"Ghost particles" detected in the Large Hadron Collider for first time
Physicists have detected “ghost particles” in the Large Hadron Collider for the first time. An experiment called FASER picked up telltale signals of neutrinos being produced in particle collisions, which can help scientists better understand key physics.
Neutrinos are elementary particles that are electrically neutral, extremely light and rarely interact with particles of matter. That makes them tricky to detect, even though they’re very common – in fact, there are billions of neutrinos streaming through your body right now. Because of this, they’re often described as ghost particles.
Neutrinos are produced in stars, supernovae, quasars. radioactive decay and from cosmic rays interacting with atoms in the Earth’s atmosphere. It’s long been thought that particle accelerators like the LHC should be making them too, but without the right instruments they would just zip away undetected.
And now that “right instrument” has been installed and tested. During a pilot run of an experiment called FASER, installed in 2018, scientists picked up six neutrino interactions.
“Prior to this project, no sign of neutrinos has ever been seen at a particle collider,” says Jonathan Feng, co-author of a study describing the results. “This significant breakthrough is a step toward developing a deeper understanding of these elusive particles and the role they play in the universe.”
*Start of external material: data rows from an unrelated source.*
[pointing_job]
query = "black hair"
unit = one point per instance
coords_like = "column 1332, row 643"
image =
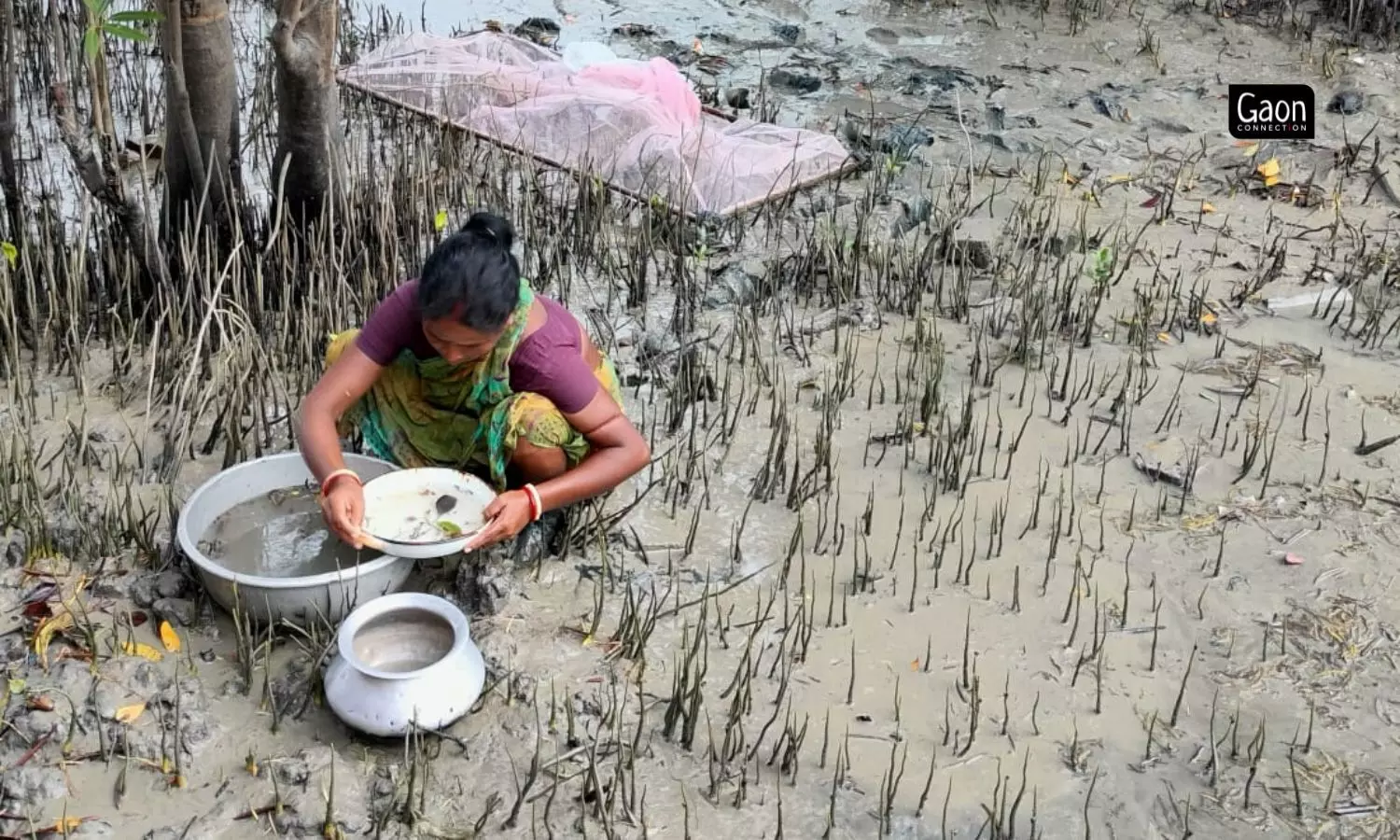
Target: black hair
column 472, row 274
Located 480 m (1,575 ft) down the line from where the particle collisions occur, the FASER instrument works a little like film photography, the team says. The detector is made up of plates of lead and tungsten, separated by layers of an emulsion. Some of the neutrinos will strike the nuclei of atoms in the dense metals, which creates other particles that stream through the emulsion. The tracks they leave behind can then be seen when the emulsion layers are “developed” like film. And sure enough, six of these marks were spotted in the data.
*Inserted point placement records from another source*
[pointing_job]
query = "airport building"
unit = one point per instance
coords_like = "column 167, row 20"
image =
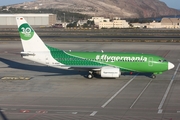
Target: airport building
column 102, row 22
column 32, row 19
column 114, row 24
column 168, row 23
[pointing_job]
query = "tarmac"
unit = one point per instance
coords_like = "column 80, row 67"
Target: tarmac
column 31, row 91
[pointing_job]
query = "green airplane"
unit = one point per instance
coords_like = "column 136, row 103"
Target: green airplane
column 105, row 64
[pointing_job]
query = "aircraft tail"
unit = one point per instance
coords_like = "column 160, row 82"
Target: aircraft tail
column 30, row 40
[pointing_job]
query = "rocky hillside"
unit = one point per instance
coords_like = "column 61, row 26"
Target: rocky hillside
column 106, row 8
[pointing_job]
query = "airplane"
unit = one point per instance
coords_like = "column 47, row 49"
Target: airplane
column 105, row 64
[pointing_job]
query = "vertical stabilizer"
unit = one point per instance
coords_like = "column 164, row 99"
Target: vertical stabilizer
column 30, row 40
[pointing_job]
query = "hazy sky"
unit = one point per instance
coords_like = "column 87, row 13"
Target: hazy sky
column 170, row 3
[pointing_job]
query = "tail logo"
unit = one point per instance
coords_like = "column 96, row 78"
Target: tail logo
column 26, row 32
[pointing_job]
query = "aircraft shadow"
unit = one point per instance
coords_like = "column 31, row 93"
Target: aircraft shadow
column 56, row 71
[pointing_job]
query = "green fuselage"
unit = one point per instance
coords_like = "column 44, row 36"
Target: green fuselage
column 126, row 62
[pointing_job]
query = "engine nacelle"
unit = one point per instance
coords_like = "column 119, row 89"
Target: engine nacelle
column 110, row 72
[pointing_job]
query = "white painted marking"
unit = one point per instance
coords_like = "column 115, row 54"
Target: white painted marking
column 168, row 89
column 74, row 113
column 106, row 103
column 140, row 94
column 93, row 113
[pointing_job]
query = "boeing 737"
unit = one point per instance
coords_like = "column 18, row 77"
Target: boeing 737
column 105, row 64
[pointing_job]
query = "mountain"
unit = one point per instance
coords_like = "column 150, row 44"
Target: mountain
column 107, row 8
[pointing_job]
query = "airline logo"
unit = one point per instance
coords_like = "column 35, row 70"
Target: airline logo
column 26, row 32
column 120, row 58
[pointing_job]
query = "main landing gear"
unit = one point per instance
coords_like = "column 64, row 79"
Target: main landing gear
column 153, row 76
column 90, row 75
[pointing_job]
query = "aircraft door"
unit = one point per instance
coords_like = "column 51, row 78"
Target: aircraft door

“Having verified the effectiveness of the emulsion detector approach for observing the interactions of neutrinos produced at a particle collider, the FASER team is now preparing a new series of experiments with a full instrument that’s much larger and significantly more sensitive,” says Feng.
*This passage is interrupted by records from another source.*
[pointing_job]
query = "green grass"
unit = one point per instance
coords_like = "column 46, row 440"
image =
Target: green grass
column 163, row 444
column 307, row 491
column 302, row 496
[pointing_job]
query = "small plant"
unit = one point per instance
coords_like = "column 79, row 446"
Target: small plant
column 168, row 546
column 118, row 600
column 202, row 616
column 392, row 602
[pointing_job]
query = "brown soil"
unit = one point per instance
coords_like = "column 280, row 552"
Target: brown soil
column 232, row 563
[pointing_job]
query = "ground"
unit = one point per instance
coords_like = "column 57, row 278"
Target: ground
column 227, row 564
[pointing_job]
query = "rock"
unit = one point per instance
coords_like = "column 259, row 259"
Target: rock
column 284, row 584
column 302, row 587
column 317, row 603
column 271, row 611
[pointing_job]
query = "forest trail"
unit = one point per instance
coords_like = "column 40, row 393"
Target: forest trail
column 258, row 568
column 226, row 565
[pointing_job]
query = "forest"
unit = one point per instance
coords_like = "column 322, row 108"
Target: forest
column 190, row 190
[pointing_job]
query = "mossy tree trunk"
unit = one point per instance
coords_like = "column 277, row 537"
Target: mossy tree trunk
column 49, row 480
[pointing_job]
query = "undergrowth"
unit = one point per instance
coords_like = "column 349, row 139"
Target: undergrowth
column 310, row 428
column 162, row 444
This full version, named FASERnu, will weigh over 1,090 kg (2,400 lb), compared to the pilot’s 29 kg (64 lb). Its increased sensitivity will allow it to not only detect neutrinos more often, but differentiate between the three different “flavors” they come in, as well as antineutrinos.
“Given the power of our new detector and its prime location at CERN, we expect to be able to record more than 10,000 neutrino interactions in the next run of the LHC, beginning in 2022,” says David Casper, co-author of the study. “We will detect the highest-energy neutrinos that have ever been produced from a human-made source.”
The research was published in the journal Physical Review D.